Once the enterprise comes to rely on the solution, dealing with typical production issues is a must. Expanding the data lakes and creating multiple applications accessing, changing and deploying new statistical learning solutions can hit the overall platform performance. In the end-user experience and trust will become an issue if the environment is not managed properly. Models which used to run in minutes may turn into hours and days based on the data changes and algorithm changes deployed. Having the right DevOps process framework is important to the success of Big Data solutions.
In many organizations the Data Scientist reports to the business and not to IT. Knowing the business and technological requirements and setting up the DevOps process is key to make the solutions production ready.
Key DevOps Measures for Big Data environment:
- Data acquisition performance (ingestion to creating a useful data set)
- Model execution performance (Analytics creation)

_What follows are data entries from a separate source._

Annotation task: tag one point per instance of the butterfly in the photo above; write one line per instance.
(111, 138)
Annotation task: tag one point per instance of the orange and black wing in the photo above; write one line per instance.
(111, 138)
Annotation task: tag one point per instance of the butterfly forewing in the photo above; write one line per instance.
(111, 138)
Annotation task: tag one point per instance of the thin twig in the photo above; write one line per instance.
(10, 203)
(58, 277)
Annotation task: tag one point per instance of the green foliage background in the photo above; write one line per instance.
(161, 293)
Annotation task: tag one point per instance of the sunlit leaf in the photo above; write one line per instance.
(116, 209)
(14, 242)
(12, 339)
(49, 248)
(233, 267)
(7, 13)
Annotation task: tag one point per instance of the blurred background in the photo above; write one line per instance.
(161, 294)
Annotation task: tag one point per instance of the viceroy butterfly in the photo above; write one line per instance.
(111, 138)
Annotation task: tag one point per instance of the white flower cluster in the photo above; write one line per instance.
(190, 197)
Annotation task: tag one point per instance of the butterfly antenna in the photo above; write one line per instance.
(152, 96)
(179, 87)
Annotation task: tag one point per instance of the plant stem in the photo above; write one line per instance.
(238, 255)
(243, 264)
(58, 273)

- Modeling platform / Tool performance
- Software change impacts (upgrades and patches)
- Development to Production – Deployment Performance (Application changes)
- Service SLA Performance (incidents, outages)
- Security robustness / compliance
One of the top key issue is Big Data security. How secured is the data and who has the access and the oversight of the data? Putting together a governance framework to manage the data is vital for the overall health and compliance of the Big Data solutions. Big Data is just getting the traction and much of best practices for Big Data DevOps scenarios yet to mature.